Il contratto di lavoro a tempo indeterminato è la forma principale di rapporto di lavoro subordinato: il lavoratore svolge un lavoro sotto la guida del datore di lavoro e in cambio di una retribuzione

di Carlo Sala 1 ott 2019 ore 14:28

contratto-tempo-indeterminatoIl contratto di lavoro a tempo indeterminato è la forma principale di rapporto di lavoro subordinato. In tale rapporto il lavoratore svolge un lavoro sotto la guida del datore di lavoro e in cambio di una retribuzione da parte di quest'ultimo.

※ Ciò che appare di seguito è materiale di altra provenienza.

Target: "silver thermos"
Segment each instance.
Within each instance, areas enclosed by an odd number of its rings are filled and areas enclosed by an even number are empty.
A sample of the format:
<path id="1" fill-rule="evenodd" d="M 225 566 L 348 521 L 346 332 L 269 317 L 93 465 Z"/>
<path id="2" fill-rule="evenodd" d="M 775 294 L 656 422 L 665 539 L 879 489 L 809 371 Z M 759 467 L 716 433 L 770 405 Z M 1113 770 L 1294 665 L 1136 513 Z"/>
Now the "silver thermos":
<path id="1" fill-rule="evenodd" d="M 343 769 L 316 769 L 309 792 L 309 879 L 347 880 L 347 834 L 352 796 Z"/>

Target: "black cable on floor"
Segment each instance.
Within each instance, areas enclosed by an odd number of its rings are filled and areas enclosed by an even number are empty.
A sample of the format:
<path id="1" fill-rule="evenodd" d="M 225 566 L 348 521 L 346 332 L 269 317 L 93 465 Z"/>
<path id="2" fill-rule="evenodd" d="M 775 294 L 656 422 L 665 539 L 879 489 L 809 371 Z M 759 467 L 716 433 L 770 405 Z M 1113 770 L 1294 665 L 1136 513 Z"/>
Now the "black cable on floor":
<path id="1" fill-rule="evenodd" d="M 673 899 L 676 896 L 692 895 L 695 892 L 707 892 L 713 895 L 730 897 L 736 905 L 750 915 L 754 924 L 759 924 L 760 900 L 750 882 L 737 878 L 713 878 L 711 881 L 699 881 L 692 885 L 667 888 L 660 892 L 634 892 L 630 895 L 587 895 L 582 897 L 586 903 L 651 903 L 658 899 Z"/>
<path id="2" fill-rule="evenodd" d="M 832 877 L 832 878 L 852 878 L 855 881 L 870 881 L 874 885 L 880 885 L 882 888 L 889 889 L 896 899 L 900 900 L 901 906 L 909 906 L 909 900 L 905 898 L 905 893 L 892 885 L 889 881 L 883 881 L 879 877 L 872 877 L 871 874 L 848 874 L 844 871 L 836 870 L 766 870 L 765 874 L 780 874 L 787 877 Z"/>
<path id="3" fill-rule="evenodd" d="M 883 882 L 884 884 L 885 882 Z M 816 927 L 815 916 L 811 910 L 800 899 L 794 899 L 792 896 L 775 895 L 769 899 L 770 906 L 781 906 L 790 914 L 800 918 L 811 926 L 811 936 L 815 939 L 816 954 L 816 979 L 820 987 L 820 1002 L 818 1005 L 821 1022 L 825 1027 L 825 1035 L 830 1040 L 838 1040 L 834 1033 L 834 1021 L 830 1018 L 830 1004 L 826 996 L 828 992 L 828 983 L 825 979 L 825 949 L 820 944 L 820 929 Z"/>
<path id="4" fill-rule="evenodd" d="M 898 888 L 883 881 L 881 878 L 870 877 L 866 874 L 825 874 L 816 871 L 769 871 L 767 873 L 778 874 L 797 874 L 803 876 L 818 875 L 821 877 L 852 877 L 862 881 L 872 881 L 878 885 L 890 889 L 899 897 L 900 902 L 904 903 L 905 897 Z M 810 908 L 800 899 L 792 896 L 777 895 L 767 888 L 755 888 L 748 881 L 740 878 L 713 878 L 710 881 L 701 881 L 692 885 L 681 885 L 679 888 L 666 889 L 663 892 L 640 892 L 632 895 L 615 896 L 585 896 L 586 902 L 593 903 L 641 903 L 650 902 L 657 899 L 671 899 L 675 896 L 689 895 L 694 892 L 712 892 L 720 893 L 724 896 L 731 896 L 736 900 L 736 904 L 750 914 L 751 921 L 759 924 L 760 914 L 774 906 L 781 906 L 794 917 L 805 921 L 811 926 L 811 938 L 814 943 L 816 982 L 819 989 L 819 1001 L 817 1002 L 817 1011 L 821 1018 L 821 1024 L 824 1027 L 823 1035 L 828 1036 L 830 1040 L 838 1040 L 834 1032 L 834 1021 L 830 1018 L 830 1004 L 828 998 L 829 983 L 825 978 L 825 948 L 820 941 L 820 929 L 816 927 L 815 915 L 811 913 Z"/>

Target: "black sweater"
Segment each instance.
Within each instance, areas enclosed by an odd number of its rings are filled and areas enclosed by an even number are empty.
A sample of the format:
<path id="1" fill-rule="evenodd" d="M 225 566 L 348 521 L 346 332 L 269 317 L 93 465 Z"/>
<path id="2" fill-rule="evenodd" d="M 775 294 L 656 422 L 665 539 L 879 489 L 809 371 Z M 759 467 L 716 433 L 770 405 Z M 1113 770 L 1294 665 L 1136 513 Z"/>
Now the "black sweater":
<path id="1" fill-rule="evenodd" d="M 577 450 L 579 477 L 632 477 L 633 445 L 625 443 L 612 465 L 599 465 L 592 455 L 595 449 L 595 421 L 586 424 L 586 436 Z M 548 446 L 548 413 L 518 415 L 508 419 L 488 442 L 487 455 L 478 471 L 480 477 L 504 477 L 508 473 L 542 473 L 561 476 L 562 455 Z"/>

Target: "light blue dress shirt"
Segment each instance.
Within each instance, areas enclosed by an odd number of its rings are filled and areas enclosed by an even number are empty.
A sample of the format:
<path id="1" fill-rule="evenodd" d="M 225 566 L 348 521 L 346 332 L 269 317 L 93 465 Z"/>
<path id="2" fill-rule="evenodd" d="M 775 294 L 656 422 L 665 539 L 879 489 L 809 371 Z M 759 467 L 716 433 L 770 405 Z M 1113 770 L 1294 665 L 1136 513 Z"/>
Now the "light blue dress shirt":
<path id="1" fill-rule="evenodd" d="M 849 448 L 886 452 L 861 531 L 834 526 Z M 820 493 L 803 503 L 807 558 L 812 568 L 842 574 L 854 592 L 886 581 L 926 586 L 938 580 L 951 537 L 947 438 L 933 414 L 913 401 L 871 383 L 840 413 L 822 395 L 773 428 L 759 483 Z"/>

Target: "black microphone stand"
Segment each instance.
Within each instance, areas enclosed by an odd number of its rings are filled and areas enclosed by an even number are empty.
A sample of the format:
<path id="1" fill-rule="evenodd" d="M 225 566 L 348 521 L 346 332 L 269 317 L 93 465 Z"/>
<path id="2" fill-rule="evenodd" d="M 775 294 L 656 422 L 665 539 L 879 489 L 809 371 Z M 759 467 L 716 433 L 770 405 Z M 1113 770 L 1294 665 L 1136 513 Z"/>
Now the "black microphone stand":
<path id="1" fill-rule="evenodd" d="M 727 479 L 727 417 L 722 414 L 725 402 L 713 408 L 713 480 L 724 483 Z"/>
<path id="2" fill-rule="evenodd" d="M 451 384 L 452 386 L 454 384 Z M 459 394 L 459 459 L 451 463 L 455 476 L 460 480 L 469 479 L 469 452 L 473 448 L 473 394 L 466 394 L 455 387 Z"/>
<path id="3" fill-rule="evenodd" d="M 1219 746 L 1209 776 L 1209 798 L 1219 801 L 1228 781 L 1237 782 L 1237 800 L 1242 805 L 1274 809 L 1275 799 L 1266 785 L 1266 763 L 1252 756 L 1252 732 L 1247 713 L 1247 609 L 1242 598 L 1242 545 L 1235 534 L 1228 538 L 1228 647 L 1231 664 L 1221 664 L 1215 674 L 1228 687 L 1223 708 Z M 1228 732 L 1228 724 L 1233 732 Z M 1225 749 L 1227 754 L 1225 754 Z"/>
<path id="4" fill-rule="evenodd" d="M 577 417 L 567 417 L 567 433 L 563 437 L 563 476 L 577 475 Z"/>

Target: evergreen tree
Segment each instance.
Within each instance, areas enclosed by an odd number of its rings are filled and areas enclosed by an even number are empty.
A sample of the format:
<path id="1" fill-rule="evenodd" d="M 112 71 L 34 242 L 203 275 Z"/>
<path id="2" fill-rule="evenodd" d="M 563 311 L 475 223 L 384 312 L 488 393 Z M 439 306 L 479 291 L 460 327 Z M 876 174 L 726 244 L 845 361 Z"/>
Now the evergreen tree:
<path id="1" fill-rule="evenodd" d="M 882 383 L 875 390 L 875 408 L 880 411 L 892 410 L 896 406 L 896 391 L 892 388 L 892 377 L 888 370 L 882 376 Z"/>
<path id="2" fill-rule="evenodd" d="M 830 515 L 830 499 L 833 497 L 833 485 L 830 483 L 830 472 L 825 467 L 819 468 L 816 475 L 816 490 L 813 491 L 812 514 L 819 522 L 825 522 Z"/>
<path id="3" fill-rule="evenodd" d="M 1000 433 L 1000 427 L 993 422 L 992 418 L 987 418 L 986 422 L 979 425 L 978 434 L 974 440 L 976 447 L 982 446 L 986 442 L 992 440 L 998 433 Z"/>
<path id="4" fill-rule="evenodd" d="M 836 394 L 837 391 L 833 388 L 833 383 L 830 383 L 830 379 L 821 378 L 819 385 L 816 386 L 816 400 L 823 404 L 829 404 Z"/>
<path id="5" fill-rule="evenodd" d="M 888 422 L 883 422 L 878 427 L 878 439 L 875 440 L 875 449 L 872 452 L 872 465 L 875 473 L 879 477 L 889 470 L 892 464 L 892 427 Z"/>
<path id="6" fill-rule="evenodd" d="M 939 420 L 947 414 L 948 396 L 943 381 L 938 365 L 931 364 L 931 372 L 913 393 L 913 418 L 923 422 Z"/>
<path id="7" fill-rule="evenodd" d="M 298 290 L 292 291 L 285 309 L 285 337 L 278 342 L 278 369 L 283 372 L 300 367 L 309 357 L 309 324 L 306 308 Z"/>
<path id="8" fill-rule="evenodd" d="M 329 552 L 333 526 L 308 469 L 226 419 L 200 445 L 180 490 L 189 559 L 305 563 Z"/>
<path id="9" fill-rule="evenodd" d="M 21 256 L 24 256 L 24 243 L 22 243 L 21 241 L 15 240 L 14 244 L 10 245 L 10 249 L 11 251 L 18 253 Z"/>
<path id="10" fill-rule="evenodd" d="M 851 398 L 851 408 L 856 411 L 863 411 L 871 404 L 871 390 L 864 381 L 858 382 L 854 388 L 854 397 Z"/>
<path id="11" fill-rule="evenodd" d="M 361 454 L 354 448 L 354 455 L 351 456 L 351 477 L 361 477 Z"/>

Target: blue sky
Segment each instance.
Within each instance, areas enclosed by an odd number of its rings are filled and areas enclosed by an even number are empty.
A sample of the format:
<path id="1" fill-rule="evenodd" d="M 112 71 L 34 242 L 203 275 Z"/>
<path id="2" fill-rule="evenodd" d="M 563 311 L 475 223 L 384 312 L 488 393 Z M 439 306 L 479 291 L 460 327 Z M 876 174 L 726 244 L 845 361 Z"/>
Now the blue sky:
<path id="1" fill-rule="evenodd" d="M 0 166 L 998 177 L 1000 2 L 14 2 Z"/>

La legge favorisce questo tipo di contratto di lavoro in 3 modi:

  •  disponendo che, in assenza di diversa indicazione, il rapporto di lavoro subordinato si intenda a tempo indeterminato (articolo 1, comma 1, del decreto legislativo n. 368 del 6 settembre 2001);
  •  ponendo vincoli per il ricorso ad altri tipi di contratto di lavoro;
  •  stabilendo la conversione di quei contratti in contratti di lavoro a tempo indeterminato se non sono rispettati i vincoli previsti.

 

La forma del contratto di lavoro a tempo indeterminato

In generale, il contratto di lavoro a tempo indeterminato può essere stipulato in forma sia scritta che orale. Può essere stipulato anche tacitamente, quando un lavoratore svolge un’attività per un’altra persona che accetta tale attività e la retribuisce. La forma scritta è richiesta solo in precisi casi indicati dalla legge o quando si concordano elementi accessori che non rientrano nell’attività lavorativa principale. In ogni caso, il datore di lavoro deve fornire per iscritto al lavoratore le informazioni essenziali sul rapporto di lavoro (anzitutto attività da svolgere e retribuzione prevista).
L’attività lavorativa oggetto del contratto può essere di qualunque tipo, purché sia lecita e possibile (cioè non vietata dalla legge e concretamente realizzabile).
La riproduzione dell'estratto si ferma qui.